Raihan memalingkan tubuhnya menghadapku.

"Ada apa?" tanyanya dengan mimik ingin tau.

Terpaksa aku juga memalingkan tubuh menghadapnya. Ku tatap wajah Raihan yang sebenarnya nampak sangat mengantuk.

Mungkin dia tak lelap karena di sampingnya aku terus bergerak gelisah. Aku menatapnya kasihan.

Harusnya suamiku sudah tenggelam dalam alam mimpi dan bangun besok dengan kondisi fit untuk kembali bekerja. Apalagi dia bilang akan menghadiri rapat jam 8 besok pagi.

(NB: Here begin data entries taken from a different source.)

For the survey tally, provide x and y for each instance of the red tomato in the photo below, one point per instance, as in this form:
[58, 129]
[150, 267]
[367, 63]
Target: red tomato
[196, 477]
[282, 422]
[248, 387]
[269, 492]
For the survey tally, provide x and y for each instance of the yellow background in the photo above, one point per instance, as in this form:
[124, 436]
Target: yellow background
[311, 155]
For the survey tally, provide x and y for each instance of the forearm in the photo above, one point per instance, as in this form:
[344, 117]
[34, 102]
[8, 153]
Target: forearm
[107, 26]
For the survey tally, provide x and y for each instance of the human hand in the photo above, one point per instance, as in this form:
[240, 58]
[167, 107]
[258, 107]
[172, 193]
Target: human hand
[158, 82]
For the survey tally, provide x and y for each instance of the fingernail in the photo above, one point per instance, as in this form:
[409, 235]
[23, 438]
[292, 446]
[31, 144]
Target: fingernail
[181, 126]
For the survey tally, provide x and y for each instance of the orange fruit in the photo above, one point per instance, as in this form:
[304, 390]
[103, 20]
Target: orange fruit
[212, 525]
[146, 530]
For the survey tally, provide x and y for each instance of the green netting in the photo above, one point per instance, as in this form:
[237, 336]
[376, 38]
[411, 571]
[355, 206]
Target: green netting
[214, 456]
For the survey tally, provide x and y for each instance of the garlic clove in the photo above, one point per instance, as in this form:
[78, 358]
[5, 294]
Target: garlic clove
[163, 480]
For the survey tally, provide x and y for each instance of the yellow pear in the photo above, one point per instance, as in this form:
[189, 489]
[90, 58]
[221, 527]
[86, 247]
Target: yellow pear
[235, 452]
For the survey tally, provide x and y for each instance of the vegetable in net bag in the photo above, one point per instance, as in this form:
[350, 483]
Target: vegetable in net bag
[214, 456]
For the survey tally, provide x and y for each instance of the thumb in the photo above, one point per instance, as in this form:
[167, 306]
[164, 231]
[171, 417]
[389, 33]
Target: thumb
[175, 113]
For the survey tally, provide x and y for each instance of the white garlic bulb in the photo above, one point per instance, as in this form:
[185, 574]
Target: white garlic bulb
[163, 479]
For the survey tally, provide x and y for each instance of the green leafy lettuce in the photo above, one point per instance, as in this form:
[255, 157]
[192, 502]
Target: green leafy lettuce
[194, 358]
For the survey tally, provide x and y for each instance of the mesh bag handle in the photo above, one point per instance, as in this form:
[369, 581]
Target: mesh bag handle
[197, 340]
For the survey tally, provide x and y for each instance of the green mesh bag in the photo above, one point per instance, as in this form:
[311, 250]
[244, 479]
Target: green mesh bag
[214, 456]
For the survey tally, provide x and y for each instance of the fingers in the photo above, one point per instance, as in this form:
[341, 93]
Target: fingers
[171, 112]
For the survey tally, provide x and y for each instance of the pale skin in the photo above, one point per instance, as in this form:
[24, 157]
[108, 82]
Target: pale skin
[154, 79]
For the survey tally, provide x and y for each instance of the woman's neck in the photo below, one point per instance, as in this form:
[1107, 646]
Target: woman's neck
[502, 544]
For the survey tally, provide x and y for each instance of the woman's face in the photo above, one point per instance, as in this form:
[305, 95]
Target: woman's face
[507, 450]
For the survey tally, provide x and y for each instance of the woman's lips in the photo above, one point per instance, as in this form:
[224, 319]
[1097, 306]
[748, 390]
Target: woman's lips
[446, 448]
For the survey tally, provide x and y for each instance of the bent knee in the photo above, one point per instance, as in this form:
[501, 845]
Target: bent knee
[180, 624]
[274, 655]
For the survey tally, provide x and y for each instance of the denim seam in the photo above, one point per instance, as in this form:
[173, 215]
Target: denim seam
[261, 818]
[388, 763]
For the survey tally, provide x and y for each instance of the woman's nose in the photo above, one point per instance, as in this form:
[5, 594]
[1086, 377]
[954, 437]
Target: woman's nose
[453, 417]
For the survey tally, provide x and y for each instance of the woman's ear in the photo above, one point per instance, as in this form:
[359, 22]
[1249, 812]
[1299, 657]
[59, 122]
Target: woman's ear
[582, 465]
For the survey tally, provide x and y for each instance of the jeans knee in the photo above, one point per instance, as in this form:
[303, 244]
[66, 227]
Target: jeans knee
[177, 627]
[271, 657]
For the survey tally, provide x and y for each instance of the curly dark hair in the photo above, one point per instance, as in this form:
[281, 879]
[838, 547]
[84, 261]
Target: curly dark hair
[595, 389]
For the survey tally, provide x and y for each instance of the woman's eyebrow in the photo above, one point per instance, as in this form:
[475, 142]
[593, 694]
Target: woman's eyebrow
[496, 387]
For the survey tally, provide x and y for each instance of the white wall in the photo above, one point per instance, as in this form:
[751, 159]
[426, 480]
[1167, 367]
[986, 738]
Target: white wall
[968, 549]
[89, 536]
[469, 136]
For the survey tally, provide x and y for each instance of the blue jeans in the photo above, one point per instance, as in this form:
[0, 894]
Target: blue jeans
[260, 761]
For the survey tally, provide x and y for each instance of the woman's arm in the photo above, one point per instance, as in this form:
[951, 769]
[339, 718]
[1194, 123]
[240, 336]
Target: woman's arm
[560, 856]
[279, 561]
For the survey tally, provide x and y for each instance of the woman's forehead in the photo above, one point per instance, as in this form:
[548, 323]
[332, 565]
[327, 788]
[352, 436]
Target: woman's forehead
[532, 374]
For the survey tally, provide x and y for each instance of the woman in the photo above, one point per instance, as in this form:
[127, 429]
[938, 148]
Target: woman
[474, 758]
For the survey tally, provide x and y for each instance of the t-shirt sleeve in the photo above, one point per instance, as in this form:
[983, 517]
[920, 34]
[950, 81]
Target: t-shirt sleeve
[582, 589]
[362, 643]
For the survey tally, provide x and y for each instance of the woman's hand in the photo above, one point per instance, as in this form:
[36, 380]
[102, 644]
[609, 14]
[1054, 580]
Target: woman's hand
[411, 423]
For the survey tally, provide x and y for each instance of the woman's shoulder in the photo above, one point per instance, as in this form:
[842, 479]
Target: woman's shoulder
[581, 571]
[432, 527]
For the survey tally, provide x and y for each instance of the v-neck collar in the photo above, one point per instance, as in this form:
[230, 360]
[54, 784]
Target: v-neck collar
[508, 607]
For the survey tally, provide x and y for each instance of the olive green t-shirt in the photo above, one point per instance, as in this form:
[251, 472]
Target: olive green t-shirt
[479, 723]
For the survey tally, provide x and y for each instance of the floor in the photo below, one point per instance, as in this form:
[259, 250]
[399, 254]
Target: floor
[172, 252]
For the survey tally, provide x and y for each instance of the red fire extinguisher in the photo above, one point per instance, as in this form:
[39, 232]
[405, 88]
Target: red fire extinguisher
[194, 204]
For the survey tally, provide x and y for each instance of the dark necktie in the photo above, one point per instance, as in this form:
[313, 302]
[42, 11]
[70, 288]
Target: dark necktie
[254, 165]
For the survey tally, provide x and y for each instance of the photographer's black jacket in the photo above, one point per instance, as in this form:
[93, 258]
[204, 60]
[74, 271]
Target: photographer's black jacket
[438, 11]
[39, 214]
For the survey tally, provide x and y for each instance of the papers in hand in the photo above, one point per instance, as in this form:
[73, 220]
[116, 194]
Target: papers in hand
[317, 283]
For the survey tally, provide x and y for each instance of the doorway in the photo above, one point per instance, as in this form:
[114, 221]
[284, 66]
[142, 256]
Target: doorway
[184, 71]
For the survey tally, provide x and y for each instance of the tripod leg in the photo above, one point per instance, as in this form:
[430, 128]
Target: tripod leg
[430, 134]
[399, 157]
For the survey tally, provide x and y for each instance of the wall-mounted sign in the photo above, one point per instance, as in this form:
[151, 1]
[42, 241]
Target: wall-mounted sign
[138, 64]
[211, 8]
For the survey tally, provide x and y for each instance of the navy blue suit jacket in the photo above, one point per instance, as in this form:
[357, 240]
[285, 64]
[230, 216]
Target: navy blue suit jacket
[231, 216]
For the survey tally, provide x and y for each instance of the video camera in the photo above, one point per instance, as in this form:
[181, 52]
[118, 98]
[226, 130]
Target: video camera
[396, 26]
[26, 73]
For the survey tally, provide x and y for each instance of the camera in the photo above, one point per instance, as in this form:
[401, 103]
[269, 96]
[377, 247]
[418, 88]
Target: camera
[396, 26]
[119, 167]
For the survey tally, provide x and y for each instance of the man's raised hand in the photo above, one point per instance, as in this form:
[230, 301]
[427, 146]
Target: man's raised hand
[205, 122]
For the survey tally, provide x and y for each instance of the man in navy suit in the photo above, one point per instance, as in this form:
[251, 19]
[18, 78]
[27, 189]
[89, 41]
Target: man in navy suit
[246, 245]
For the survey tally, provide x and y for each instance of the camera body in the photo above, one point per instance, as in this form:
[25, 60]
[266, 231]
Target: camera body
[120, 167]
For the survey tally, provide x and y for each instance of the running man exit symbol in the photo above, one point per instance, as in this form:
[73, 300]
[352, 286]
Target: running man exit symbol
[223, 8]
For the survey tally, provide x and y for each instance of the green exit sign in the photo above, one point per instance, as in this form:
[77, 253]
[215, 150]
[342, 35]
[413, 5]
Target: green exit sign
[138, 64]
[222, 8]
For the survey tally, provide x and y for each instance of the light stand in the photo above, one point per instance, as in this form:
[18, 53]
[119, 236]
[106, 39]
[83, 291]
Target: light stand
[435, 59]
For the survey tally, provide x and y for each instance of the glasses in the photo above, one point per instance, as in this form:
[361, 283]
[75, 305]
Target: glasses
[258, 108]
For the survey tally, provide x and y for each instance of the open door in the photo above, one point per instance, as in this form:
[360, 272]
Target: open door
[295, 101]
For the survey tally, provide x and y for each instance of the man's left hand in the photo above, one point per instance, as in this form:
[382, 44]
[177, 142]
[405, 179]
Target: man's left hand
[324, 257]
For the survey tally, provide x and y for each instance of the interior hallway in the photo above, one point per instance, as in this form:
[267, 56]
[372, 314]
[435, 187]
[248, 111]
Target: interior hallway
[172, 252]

Apa seharusnya aku cerita saja? Mungkin dengan berbagi pikiran dengan suami, pikiranku bisa sedikit tenang dan bisa tidur dengan nyenyak.

Aku menghela napas. Ku pandangi langit-langit kamar seakan mencari jawaban di sana.

Raihan menungguku bicara. Dia menguap lebar. Lalu mengucek matanya untuk mengusir kantuk. Tapi matanya nampak kuyu sekali.

Aku berdecak. Ah, biarlah nanti entah dia akan tertidur mendengarkan ceritaku. Yang penting aku bisa meluahkan satu hal yang mengganggu pikiranku sejak beberapa hari ini.

"Kemarin Bu Rosmala datang lagi buat tes kehamilan, tapi hasilnya tetap negatif," ucapku memulai cerita.

"Trus?" Raihan menguap lagi. Dia berusaha keras memicingkan mata agar tetap terjaga.

"Ya aku bilang kalo Bu Rosmala belum hamil, tapi dia nggak percaya."

"Kenapa?" tanya Raihan. Dahinya mengerut.

"Dia datang ke tukang urut katanya sudah hamil dua bulan. Tapi pas aku lakukan pemeriksaan nggak teraba apa-apa. Kemarin sudah kali ke tiga dia datang buat tes hamil dan hasilnya tetap sama. Negatif."

"Nggak kamu saranin buat USG?"

Aku mendesah berat.

"Nah itu dia masalahnya. Bu Rosmala nolak. Katanya musim korona gini takut ke rumah sakit."

Raihan geleng-geleng kepala. "Coba jelasin ke suaminya!"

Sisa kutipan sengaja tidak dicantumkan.